I Paesi più a rischio per il riscaldamento globale
Secondo i recenti dati della Reinders Corporation, Francia, Russia e Romania sono stati classificati come i Paesi europei che subiranno l'impatto più grave del riscaldamento globale entro il 2100.
La ricerca ha anche rilevato che il clima mite dell'Europa potrebbe scomparire entro il 2100, poiché ogni Paese analizzato sperimenterà regolarmente ondate di calore che supereranno i 36,8°C entro la fine del secolo.
Lo studio ha analizzato i dati dei modelli climatici, la frequenza delle ondate di calore e le temperature medie e massime nei Paesi europei.
"Questi sono piccoli ma potenti indicatori della velocità con cui il clima globale si sta spostando", ha dichiarato Gerrit Jan Reinders, Ceo ed esperto di dati climatici della Reinders Corporation.
"Le stesse forze che guidano questi cambiamenti stanno già rimodellando l'Europa, dove l'aumento delle temperature estreme metterà alla prova la resilienza delle nostre infrastrutture, dei sistemi sanitari pubblici e del nostro stile di vita", ha detto.
Francia: Paese più vulnerabile
Secondo Reinders, la Francia è il Paese più vulnerabile alle ondate di calore in Europa, con cinque eventi di calore all'anno in futuro e 115 giorni cumulativi di caldo estremo.
Si prevede che entro il 2100 il Paese registrerà temperature medie fino a 37°C, con quasi quattro mesi dell'anno che potrebbero essere trascorsi in condizioni di caldo estremo.
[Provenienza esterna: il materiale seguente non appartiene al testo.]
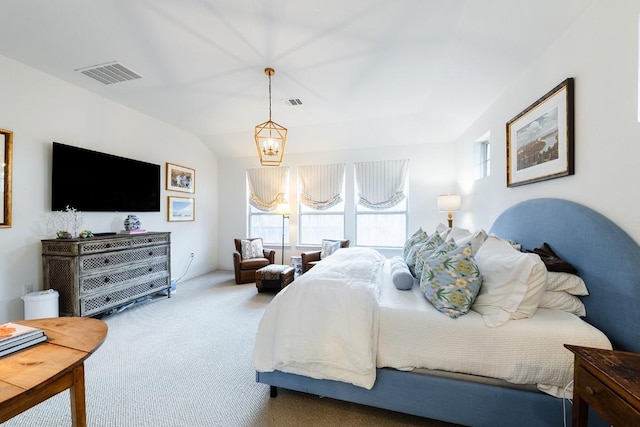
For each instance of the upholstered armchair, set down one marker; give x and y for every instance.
(311, 258)
(245, 268)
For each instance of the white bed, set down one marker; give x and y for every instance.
(606, 258)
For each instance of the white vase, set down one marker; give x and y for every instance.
(132, 222)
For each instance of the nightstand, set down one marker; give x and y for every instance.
(609, 381)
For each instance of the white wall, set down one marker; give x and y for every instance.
(40, 109)
(601, 52)
(431, 172)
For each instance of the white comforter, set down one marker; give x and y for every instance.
(325, 324)
(526, 351)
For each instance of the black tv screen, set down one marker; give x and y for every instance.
(91, 181)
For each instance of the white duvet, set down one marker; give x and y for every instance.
(325, 324)
(344, 318)
(524, 351)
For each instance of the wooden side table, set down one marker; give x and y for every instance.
(32, 375)
(609, 381)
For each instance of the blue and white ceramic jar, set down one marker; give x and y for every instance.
(132, 222)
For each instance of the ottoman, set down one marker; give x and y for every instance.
(274, 277)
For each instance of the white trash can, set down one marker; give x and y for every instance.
(42, 304)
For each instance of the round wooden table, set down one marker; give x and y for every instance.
(30, 376)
Russia: due ondate di calore all'anno
La Russia è al secondo posto tra i Paesi con la più intensa trasformazione termica, con un punteggio complessivo di 79,92 per le ondate di calore.
Questo Paese sperimenterà due ondate di calore annuali, con la temperatura media più alta di tutti i Paesi europei, pari a 37,99°C, che raggiungerà massime di 39,71°C.
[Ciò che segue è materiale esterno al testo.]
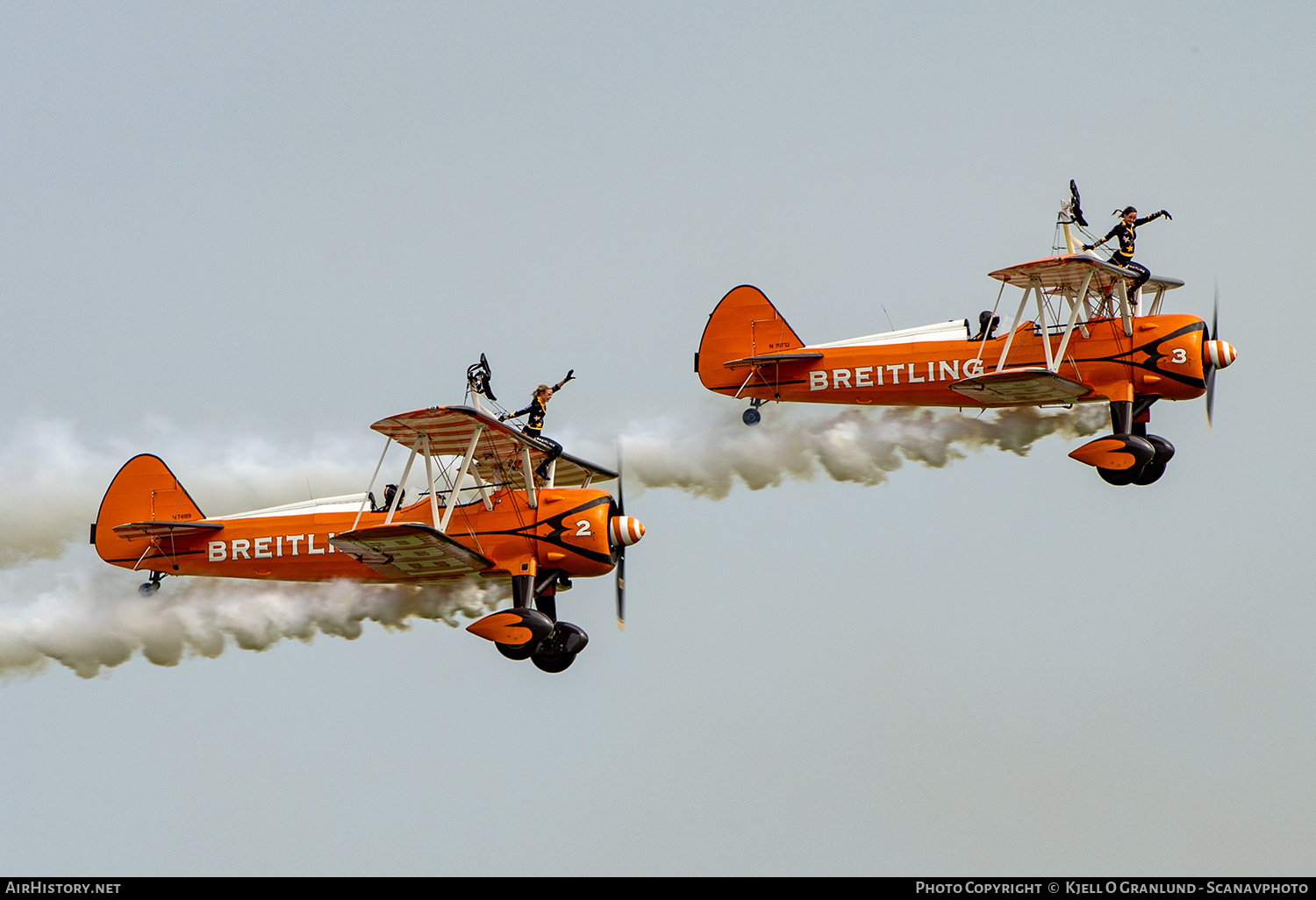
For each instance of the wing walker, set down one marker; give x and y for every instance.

Secondo lo studio, il clima tradizionalmente gelido della Russia rischia di diventare quasi irriconoscibile entro la fine del secolo.
Europa orientale: 17 giorni di ondate di calore
L'Europa dell'Est emerge come un'inaspettata zona calda per le prossime ondate di calore, con la Romania al terzo posto, la Moldova al quarto e la Bulgaria al quinto, davanti ai Paesi del Mediterraneo.
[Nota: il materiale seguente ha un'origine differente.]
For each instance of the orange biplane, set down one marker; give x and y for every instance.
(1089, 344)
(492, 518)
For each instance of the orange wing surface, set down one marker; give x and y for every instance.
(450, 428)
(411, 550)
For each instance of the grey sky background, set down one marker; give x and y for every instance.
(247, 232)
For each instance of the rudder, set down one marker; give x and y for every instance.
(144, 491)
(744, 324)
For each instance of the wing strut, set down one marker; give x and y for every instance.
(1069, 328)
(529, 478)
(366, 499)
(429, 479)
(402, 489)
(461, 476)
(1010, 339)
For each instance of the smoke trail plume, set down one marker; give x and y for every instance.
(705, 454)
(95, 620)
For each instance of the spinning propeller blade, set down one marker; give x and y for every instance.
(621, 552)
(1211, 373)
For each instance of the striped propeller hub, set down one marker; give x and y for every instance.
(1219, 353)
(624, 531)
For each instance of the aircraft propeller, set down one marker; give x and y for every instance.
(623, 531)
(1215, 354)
Romania e Moldova dovranno affrontare tre ondate di calore all'anno, con una durata di 17 giorni cumulativi ciascuna, mentre la Bulgaria sperimenterà due ondate di calore annuali con 14 giorni cumulativi.
Paesi mediterranei recuperano meglio
Su una nota più positiva, lo studio ha rivelato che i Paesi mediterranei mostrano una "sorprendente" capacità di recupero rispetto alle tradizionali destinazioni calde.
Turchia, Grecia e Italia si sono classificate più in basso del previsto, rispettivamente al sesto, settimo e decimo posto.
La Turchia sperimenterà un'ondata di calore all'anno, della durata di 13 giorni cumulativi a 37,76°C in media.
In Grecia avranno luogo le ondate di calore individuali più lunghe, con 20 giorni cumulativi, ma solo due eventi all'anno, con una media di 36,92°C.
L'Italia è al primo posto nella classifica generale con un solo evento di ondata di calore per nove giorni cumulativi.
Secondo l'Organizzazione Mondiale della Sanità, lo stress da caldo è la principale causa di decessi legati alle condizioni atmosferiche e può aggravare le malattie di base, tra cui patologie cardiovascolari, diabete, problemi di salute mentale, asma e può aumentare il rischio di incidenti e di trasmissione di alcune malattie infettive.